Terezita abrió el sofá-cama, sacó una sábana, la estiró encima y se echó boca abajo. Observé, por unos segundos, ese paisaje eslavo que se abría ante mis ojos. Sos un ganador, Luciano, me dije; jalé una silla, me puse aceite en las manos, y comencé con el brazo izquierdo que la búlgara había estirado hacia mí.
Al principio, la verdad, me sentí un poco ridículo, pero esa inquietud salió disparada de mi cabeza cuando posé mis dedos sobre las piernas de Terezita: cero grasa debajo de esa piel bronceada en el Mar Negro, músculos duritos, firmes, saludables. Con voz baja le pregunté si iba mucho al gimnasio. Ella murmuró que iba a clases de spinning tres veces a la semana. Sentí los cañones de sus vellos afeitados en las pantorrillas, eso no me gustó mucho, así que subí a la zona de los muslos. Me puse más aceite en las manos para dar una doble pasada, una segunda mano en esa zona. Varias veces rocé el comienzo de sus nalgas, no había calzón a la vista… ni al tacto tampoco: "Vía libre, camino despejado, compadrito", me dije. Terezita murmuró algo que no entendí, pero que no me sonó a protesta, así que seguí trabajando esa área. Sentí calor en las orejas. Acto seguido, puse un cojín debajo de su estómago; tampoco hubo reacción en contra, así que le subí un poco el polito por la parte de atrás y continué el masaje por las espaldas. Pude ver y sentir el comienzo de sus tetas. "Pronto las tendrás en tus manos, campeón", grité otra vez dentro de mi cabeza.
Después de unos minutos de sobar y sobar me dije que ya habíamos alcanzado la temperatura ideal para que la búlgara pasara por caja, para liberar a la fiera que, allá abajo, daba cabezazos de protesta contra mis calzoncillos. Me saqué la camisa y me aflojé los pantalones. Me incliné y le besé el cuello, las orejitas. Al mismo tiempo, como quien no quiere la cosa, pasé mis manos a la zona delantera y las llené con sus pechos.
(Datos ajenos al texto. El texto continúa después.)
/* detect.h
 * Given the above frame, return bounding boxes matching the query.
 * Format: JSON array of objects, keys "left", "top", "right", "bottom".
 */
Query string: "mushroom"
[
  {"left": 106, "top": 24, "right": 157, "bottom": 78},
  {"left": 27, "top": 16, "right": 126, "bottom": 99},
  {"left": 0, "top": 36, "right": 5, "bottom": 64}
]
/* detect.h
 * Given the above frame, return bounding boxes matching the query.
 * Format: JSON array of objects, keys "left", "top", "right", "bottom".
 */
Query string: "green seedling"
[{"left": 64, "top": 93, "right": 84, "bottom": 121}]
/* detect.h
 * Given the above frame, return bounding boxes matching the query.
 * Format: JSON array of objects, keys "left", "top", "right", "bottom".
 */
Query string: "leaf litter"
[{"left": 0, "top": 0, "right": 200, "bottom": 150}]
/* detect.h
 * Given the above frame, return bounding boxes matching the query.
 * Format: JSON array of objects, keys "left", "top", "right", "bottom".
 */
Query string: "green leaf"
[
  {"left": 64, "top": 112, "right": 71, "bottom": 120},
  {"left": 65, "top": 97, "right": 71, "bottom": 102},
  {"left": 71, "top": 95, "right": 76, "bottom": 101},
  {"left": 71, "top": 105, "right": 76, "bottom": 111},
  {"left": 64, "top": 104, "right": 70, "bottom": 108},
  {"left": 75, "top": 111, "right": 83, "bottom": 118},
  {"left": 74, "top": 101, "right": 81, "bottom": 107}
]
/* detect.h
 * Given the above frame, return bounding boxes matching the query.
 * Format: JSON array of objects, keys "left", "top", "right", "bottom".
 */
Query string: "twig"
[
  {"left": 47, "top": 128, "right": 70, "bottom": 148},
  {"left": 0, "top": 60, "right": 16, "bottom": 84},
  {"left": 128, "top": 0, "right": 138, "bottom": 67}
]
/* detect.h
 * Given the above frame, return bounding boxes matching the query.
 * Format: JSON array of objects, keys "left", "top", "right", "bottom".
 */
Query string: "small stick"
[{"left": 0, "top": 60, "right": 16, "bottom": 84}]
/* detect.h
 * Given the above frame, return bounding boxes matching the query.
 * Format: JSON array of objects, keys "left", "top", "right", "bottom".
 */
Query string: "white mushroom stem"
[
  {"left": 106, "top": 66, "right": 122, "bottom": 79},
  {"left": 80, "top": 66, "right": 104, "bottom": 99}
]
En un acto autónomo —sí, fuera de mi control— mis indicies y pulgares se cerraron sobre las partes turgentes e iniciaron un movimiento circular. Eso, el movimiento circular, tuvo un efecto nefasto para mis intereses: como si despertara de un sueño, Terezita se enderezó, dejó el sofá, se acomodó la ropa, el pelo. Me sonrió, me dijo que muchas gracias, que lo había hecho muy bien, y me señaló la puerta con la mirada. No estaba molesta ni ofendida; por el contrario, tenía los ojos achinados y la sonrisa floja. Pensé que me estaba vacilando, una broma búlgara, seguramente, una pequeña diferencia cultural: en realidad pasaríamos a la cama para estar más cómodos. La abracé, intenté besarle el cuello, que entrara en razón, carajo, pero fueron manotazos de ahogado, manotazos de ahogado peruano. “Terezita” me dio un corto abrazo con dos o tres palmaditas en la espalda. Esas putas palmaditas tuvieron el efecto inmediato de desinflar todo lo que antes se había inflado en mí. La mujer fue hasta el armario, descolgó mi abrigo y con el brazo estirado, me lo dio.
- Muchas gracias, eres muy bueno dando masajes, peruanito —dijo antes de cerrarme la puerta en la cara.
Eso fue todo. En el pasillo me cerré los botones de la camisa, me ajusté la correa. Pasé por la recepción del hotel con las orejas rojas y las manos grasosas. Juro que la bruja de la recepción se reía.